The battles themselves involve taking turns to have your characters use abilities (such as an attack, a skill, an item, or to block) in an effort to whittle down the enemy. There’s not an awful lot of decision-making here, and it’s certainly a much more sedate affair than the equivalent battles seen in something like XCOM or Expeditions: Conquistador, but it’s engaging enough to keep you mindlessly clicking through battle after battle without getting bored. At the end, you’re rewarded with a bit of gold and some experience (that gets shared between surviving members of your party). I didn’t generally find battles all that difficult though (even when maxing out the difficulty meter), and even though I was regularly having party members get killed during battles, they were resurrected cheaply enough afterwards that I was able to breeze through the game at a fairly brisk pace.

The whole game is wrapped in a sort of meta-setting, and herein lies the game’s key appeal, the thing that intrigues and captures your imagination.  The characters you control are warriors and wizards in a pen-and-paper RPG being played by regular people (everyone from a hipster to a grandmother), and the quests and so on all reside in their collective imagination (presided over by a games master), with actual 20-sided dice rolls taking place to determine outcomes. The characters you pick don’t really seem to have much impact on the game itself (other than a passive bonus, such as +1 to attack for the “Jock” character) and their occasional quips. But having this setting does ensure that the game never takes itself seriously, and the mildly amusing humour (think weak groans rather than belly-laughs) is welcome in the otherwise uninspired game mechanics.

The problem though, is that it just doesn’t make a lot of sense in its implementation. There’s a tremendous amount of cognitive dissonance in that your characters’ characters earn gold which can then be spent on either equipment for your characters’ characters, or for baubles for your characters. These in turn provide bonuses back to your characters’ characters. The characters, sat in chairs facing the games master (who can himself be swapped out for a different one for gold, providing some passive stat), will converse directly with characters in their game. There’s never a clear delineation between these realities, as if someone took Inception and randomly edited the scenes together. It means, again, that you’re best to just play Knights of Pen and Paper without really thinking too much.
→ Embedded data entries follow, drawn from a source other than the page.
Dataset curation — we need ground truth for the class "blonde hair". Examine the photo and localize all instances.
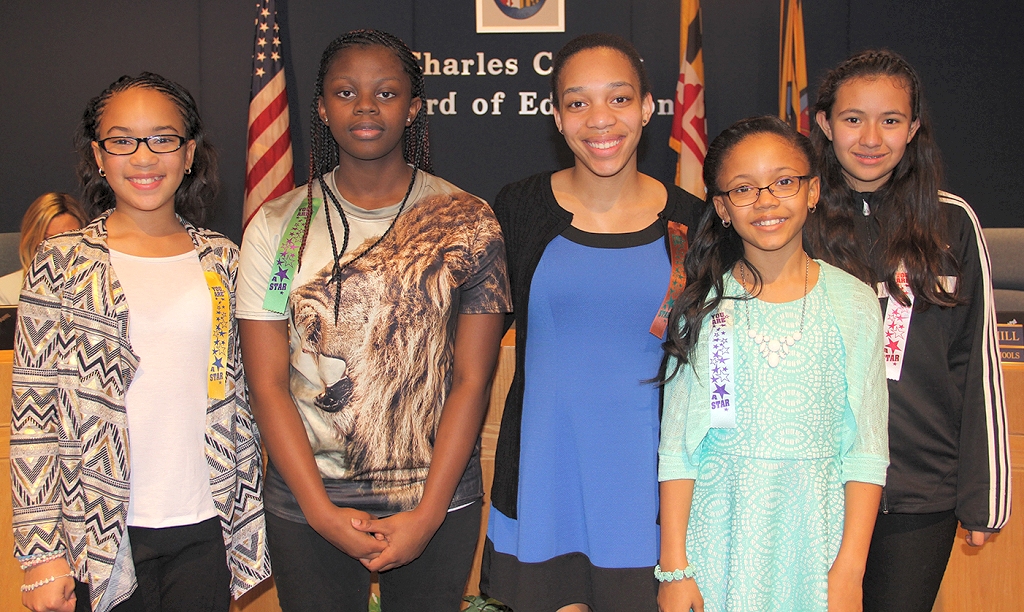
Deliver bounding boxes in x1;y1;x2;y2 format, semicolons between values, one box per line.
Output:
17;191;89;269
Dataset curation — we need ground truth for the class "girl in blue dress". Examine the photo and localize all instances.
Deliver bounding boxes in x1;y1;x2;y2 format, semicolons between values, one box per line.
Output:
654;117;888;612
480;34;700;612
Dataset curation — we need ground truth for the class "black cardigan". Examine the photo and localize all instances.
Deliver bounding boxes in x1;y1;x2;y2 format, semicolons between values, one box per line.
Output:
490;172;705;519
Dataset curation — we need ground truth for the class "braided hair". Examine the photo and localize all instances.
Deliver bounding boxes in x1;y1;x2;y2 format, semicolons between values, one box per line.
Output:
74;73;220;225
299;30;434;265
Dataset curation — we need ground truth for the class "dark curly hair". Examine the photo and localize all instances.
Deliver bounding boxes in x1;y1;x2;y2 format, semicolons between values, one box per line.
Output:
75;73;220;225
551;33;650;106
663;115;814;380
804;49;961;308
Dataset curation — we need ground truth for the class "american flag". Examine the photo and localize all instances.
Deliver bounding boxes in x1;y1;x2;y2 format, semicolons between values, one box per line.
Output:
669;0;708;200
778;0;811;136
242;0;295;229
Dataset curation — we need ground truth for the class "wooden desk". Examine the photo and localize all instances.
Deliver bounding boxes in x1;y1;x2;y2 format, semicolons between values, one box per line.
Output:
932;363;1024;612
0;338;1024;612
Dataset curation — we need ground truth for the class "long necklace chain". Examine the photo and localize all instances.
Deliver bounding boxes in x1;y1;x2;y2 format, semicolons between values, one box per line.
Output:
739;253;811;367
317;166;419;321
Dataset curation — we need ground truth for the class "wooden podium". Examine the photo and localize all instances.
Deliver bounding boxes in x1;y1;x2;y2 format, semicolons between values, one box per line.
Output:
0;343;1024;612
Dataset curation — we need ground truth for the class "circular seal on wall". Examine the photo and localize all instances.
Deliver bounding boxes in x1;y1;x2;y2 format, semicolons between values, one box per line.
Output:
495;0;544;19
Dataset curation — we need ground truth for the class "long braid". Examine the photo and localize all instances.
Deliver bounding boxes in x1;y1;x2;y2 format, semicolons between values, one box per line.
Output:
299;30;433;274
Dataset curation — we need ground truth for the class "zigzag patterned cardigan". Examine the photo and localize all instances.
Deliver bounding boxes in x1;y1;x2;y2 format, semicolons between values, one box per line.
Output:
10;213;270;612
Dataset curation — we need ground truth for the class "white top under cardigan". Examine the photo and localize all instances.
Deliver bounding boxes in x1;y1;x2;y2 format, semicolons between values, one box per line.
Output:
111;249;217;528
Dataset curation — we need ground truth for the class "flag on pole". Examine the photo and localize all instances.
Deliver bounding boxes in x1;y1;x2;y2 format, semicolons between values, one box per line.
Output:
242;0;295;229
778;0;811;136
669;0;708;200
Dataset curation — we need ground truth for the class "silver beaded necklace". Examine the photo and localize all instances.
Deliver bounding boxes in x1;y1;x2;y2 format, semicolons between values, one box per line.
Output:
739;253;811;367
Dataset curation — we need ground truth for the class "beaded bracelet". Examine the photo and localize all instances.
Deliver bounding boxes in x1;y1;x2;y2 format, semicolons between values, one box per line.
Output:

Honestly, it’s ok. Overall it’s mindless fun of the sort that probably is better suited to more portable, less demanding devices, rather than something you’ll want to lose yourself in, min-max your way through, or hope to make you feel challenged or inspired. It could have been that game, of course, but somehow it feels wrong to point at it and accuse it of having failed to live up to some imagined expectation. Approach it with the right expectation, and you might come away suprised, but don’t make the mistake of thinking that you’ll get the same out of it as you would a more traditional RPG.

Performance & Quality

The game really isn’t really designed for full-screen. It’s pixel art, of the sort which looks gorgeous when it’s on a bite-sized display, but when blown up to fill a monitor, it looks more like a stack of lego in a vague approximation of a game. Run this in a window.

Much more serious are the lack of affordances to take advantage of a mouse and keyboard-driven interface. There are no tooltips on any of the big chunky buttons. There’s also no tutorial to explain how to find your way around the interface or what any of the buttons do. I can only assume that was deliberate, but it feels utterly wrong in this context.